Do the marketing responsibilities sound familiar? They should. Your Go-to-Market strategy and framework include every one of these elements and that is why I believe your marketing leader should own the overall GTM strategy for the company.
Why AI Alone Isn’t Enough
If I had ten dollars for every time I’ve heard someone say “We will just use AI for all marketing in the company and not hire someone,” I would be a very wealthy woman. AI has revolutionized marketing, but it’s far from a standalone solution. While tools like ChatGPT or automation platforms can improve efficiency, they lack the creativity, strategy, and contextual understanding that humans provide.
What AI Can’t Do:
Contextual Understanding: AI doesn’t “get” your business’s nuances, market dynamics, or customer emotions.
Big-Picture Thinking: AI can’t develop an overarching strategy or adapt to unexpected changes.
Creativity: Marketing campaigns that resonate deeply require cultural awareness and emotional intelligence.
Supervision: AI needs skilled professionals to input, interpret, and refine its outputs.
AI should be seen as a complement, not a replacement. A skilled marketer can leverage AI to streamline tasks, analyze data, and increase efficiency while providing the human creativity, judgment, and strategic thinking that drive real results.
By hiring an expert, you’re ensuring AI tools are used effectively and aligned with a robust marketing strategy.
Hiring the Right Person
Without a skilled marketing leader, organizations risk fragmentation and inefficiency. A misaligned hire—such as a great brand marketer who lacks demand generation expertise—can stall progress. That’s why your first marketing hire is so critical.
The right candidate should excel in:
Market Understanding: Quickly identifying trends, competitors, and opportunities.
ICP Definition: Ensuring alignment between sales and marketing.
Messaging and Positioning: Creating compelling, differentiating narratives.
Demand Generation: Driving revenue through scalable tactics.
Strategic Thinking: Prioritizing high-impact activities and avoiding costly missteps.
Your first marketing hire sets the tone for your company’s public image and growth strategy.

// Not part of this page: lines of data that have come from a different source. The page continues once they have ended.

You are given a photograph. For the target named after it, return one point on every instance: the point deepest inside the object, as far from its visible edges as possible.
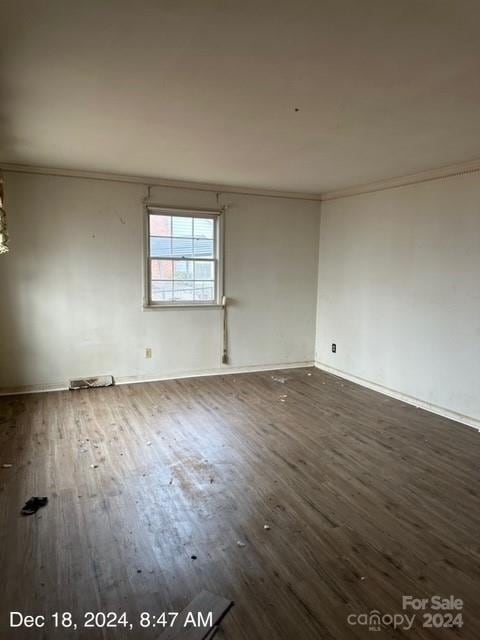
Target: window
(183, 258)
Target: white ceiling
(206, 90)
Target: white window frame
(218, 241)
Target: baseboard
(225, 370)
(469, 421)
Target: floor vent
(91, 383)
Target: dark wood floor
(367, 499)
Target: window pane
(203, 248)
(162, 270)
(204, 291)
(204, 270)
(182, 290)
(160, 247)
(183, 270)
(203, 228)
(182, 227)
(160, 225)
(182, 247)
(162, 291)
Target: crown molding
(448, 171)
(157, 182)
(472, 166)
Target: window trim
(217, 216)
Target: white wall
(71, 286)
(399, 291)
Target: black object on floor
(33, 505)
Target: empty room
(240, 319)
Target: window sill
(158, 307)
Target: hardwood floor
(367, 499)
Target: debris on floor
(91, 383)
(33, 505)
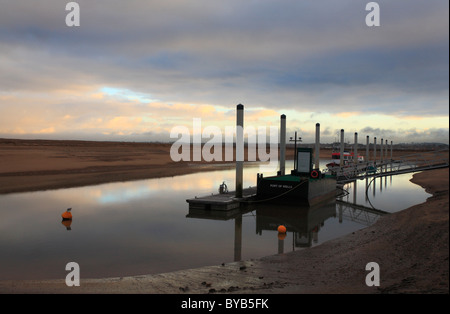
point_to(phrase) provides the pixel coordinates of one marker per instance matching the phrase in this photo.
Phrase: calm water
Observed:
(145, 227)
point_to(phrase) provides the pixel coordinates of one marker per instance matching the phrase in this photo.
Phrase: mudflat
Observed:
(411, 246)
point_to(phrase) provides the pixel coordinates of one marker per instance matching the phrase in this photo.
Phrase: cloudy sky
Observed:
(135, 69)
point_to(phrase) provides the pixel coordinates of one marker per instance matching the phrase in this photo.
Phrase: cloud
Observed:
(170, 61)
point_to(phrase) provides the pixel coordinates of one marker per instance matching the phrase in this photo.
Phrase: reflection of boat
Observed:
(304, 185)
(304, 222)
(348, 156)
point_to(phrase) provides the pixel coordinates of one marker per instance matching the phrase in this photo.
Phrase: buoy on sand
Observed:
(67, 215)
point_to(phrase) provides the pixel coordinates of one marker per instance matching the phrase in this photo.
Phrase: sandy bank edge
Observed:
(410, 246)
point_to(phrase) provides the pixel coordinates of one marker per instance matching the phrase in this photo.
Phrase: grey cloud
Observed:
(317, 55)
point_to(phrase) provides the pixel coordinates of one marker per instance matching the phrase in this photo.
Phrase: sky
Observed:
(134, 70)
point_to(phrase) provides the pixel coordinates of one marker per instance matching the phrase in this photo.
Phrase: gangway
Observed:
(405, 164)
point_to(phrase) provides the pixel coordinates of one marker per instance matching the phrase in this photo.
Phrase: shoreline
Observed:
(411, 247)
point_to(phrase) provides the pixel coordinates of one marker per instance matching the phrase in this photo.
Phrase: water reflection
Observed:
(145, 227)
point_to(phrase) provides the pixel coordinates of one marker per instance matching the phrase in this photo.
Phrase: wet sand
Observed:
(411, 248)
(33, 165)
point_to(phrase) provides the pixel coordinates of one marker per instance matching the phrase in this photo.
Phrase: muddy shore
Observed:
(411, 248)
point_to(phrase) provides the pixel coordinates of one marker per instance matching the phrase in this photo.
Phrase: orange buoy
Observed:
(67, 215)
(66, 223)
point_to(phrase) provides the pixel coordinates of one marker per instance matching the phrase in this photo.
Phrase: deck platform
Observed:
(226, 201)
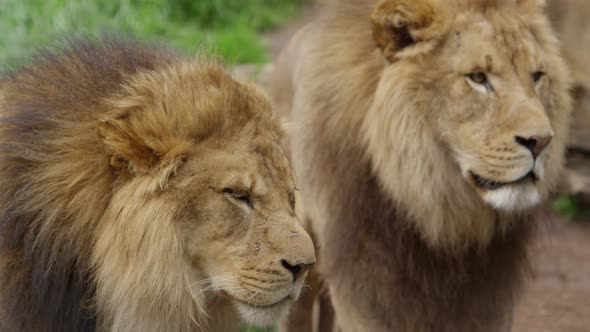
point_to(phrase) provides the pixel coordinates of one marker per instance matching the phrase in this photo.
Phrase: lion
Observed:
(426, 133)
(142, 191)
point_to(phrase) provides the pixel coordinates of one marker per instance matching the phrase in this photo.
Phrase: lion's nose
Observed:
(297, 269)
(535, 144)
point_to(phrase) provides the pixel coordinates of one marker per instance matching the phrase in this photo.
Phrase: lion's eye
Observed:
(292, 200)
(479, 78)
(239, 196)
(537, 76)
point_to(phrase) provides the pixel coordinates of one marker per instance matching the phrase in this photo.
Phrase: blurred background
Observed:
(231, 29)
(248, 34)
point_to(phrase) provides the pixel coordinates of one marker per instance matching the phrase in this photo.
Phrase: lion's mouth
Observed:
(262, 306)
(488, 184)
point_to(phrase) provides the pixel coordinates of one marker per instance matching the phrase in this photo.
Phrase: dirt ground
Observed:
(557, 293)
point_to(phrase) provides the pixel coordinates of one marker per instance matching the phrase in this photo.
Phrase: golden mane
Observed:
(98, 140)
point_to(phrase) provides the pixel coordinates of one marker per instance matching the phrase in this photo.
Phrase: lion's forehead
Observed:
(495, 44)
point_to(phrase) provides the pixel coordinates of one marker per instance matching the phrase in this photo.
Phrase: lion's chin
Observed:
(513, 198)
(263, 315)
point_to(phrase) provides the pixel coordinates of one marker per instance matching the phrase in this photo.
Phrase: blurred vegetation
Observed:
(227, 28)
(571, 207)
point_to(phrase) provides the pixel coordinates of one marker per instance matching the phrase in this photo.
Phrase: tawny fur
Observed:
(389, 129)
(123, 171)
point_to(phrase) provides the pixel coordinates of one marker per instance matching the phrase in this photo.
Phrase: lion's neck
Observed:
(427, 289)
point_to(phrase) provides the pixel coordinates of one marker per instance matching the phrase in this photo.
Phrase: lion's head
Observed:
(145, 192)
(481, 99)
(206, 198)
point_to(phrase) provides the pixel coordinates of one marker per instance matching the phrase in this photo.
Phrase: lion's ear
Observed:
(408, 27)
(131, 144)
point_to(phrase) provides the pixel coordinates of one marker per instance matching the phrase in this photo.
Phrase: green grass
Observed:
(229, 29)
(571, 208)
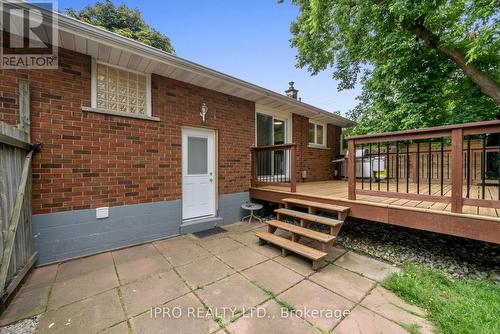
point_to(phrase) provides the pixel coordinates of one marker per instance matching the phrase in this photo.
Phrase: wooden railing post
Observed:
(253, 163)
(293, 171)
(456, 170)
(351, 169)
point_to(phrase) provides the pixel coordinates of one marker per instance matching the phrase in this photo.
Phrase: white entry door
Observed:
(198, 173)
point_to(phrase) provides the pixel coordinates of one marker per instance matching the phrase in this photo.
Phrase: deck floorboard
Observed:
(338, 189)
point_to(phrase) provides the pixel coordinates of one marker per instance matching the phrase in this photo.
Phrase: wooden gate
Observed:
(16, 244)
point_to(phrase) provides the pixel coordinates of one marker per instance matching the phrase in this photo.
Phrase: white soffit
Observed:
(114, 49)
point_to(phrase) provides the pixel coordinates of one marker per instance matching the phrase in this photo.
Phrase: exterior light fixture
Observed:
(203, 112)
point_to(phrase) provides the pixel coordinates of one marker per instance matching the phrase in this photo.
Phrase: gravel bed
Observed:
(27, 326)
(458, 257)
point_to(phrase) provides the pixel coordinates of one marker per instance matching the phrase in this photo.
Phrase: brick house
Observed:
(121, 127)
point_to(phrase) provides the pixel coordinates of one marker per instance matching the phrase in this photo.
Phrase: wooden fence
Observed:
(16, 152)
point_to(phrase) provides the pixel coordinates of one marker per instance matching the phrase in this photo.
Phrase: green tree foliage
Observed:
(421, 63)
(124, 21)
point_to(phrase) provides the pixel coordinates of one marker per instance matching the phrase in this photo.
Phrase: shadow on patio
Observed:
(248, 288)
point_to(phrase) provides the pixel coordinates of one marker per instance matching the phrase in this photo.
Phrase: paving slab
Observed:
(240, 227)
(272, 322)
(180, 251)
(268, 250)
(343, 282)
(242, 258)
(87, 316)
(333, 254)
(121, 328)
(273, 276)
(219, 245)
(26, 304)
(233, 292)
(83, 286)
(317, 305)
(40, 277)
(296, 263)
(392, 307)
(74, 268)
(139, 262)
(204, 271)
(247, 238)
(364, 321)
(180, 322)
(366, 266)
(158, 289)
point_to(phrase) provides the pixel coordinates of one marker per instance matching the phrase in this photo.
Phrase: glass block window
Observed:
(121, 90)
(317, 134)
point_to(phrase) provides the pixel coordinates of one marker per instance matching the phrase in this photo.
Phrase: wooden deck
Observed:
(481, 223)
(338, 189)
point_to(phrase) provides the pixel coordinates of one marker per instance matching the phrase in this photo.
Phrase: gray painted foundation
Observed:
(64, 235)
(230, 206)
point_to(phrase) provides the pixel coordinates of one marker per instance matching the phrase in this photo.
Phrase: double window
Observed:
(272, 131)
(119, 90)
(317, 134)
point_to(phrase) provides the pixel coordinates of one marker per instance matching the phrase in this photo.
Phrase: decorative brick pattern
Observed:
(90, 160)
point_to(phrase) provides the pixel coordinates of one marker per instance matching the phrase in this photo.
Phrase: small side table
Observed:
(249, 206)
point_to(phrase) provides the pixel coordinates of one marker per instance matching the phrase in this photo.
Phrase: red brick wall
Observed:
(316, 161)
(90, 160)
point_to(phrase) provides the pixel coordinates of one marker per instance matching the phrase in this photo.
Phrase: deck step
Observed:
(315, 255)
(294, 229)
(318, 205)
(309, 217)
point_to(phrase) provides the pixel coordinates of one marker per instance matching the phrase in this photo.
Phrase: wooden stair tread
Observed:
(295, 247)
(318, 205)
(315, 235)
(309, 217)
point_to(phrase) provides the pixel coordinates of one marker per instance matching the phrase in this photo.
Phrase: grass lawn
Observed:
(453, 305)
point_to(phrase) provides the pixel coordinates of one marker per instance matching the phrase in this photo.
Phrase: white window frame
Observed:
(315, 144)
(93, 90)
(275, 114)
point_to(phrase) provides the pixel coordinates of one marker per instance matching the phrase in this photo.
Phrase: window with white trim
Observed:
(317, 134)
(120, 90)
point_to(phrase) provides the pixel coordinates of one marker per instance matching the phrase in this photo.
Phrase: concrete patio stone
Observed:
(219, 245)
(345, 283)
(74, 268)
(268, 250)
(204, 271)
(273, 323)
(40, 277)
(329, 307)
(240, 227)
(366, 266)
(121, 328)
(86, 316)
(247, 238)
(333, 254)
(364, 321)
(390, 306)
(296, 263)
(242, 258)
(233, 292)
(273, 276)
(180, 251)
(139, 262)
(26, 304)
(158, 289)
(225, 273)
(84, 286)
(188, 324)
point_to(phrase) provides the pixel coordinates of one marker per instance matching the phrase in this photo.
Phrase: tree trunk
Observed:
(487, 85)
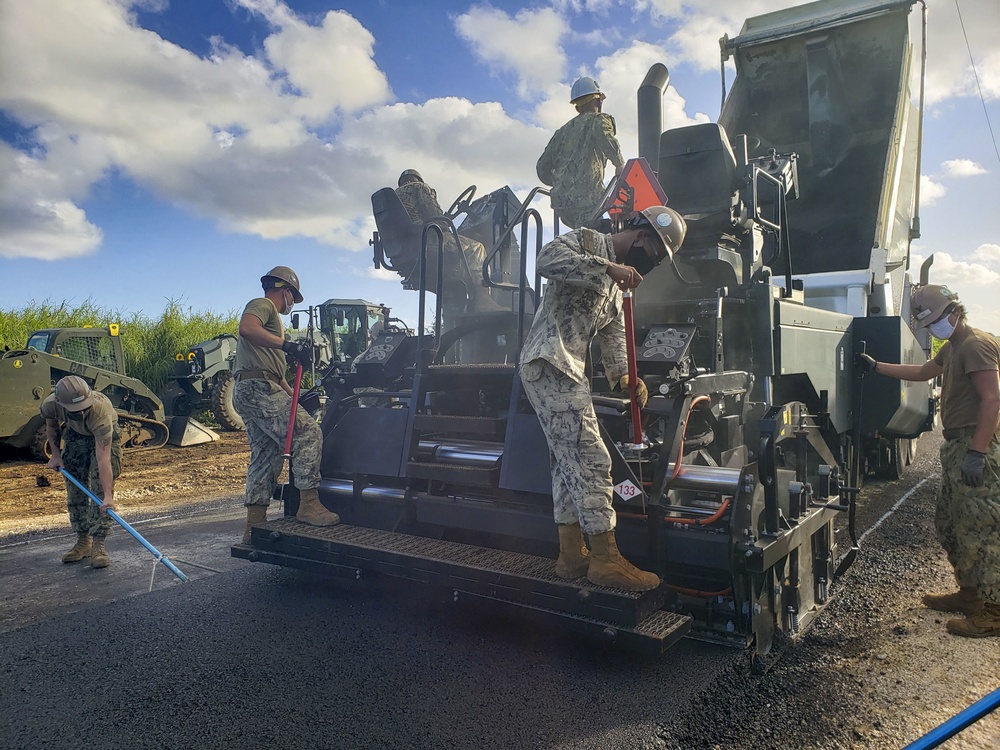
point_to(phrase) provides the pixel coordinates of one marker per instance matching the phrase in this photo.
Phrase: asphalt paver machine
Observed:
(759, 430)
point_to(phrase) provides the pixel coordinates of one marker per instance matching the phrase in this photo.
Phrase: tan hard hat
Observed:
(73, 393)
(669, 225)
(406, 174)
(288, 277)
(929, 303)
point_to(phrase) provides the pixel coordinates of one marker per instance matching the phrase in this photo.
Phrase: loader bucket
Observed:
(186, 431)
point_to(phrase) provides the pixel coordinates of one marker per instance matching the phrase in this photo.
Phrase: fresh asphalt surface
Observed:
(258, 656)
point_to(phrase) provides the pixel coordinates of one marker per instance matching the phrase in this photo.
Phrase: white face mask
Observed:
(942, 329)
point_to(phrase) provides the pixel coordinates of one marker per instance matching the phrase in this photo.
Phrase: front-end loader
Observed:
(27, 377)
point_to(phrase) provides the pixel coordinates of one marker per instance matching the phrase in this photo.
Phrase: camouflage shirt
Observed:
(420, 201)
(581, 301)
(573, 162)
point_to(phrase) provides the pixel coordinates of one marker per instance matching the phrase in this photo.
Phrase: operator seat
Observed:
(399, 234)
(697, 169)
(698, 172)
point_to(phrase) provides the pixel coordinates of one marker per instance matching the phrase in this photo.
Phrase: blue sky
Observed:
(176, 149)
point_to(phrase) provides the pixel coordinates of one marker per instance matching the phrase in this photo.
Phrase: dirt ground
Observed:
(151, 481)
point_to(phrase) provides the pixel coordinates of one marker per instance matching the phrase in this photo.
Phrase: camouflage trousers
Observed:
(80, 460)
(265, 408)
(579, 460)
(968, 520)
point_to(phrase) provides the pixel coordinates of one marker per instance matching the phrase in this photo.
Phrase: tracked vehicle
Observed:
(28, 375)
(799, 204)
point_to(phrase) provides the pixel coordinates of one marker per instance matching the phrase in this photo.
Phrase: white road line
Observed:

Investing in someone with expertise ensures you build a solid foundation that scales effectively as your business grows.
Summary
Marketing isn’t “easy,” and it isn’t about flashy designs or buzzwords. It’s a strategic, multi-faceted function that drives growth, builds brands, and supports every aspect of your business. Whether it’s crafting a go-to-market strategy, defining how demand will be driven, effectively partnering with and engaging the sales, product, and support organizations, leveraging AI effectively, or ensuring cohesive brand communication, marketing requires expertise, collaboration, and creativity.
Hiring the right person ensures you avoid trial and error, lay a strong foundation, and scale your business effectively. Marketing is hard—but with the right leader, it’s also transformative.
Marketing is a competitive sport. Think it's hard creating a good product? In the marketing arena, ANYBODY can claim to have a product as good as yours. Consumers are flooded with messaging and content, and you have to fight your way to their attention -- AND to be remembered.
Sorry but an EA spending a few hours on it every week just won't cut it!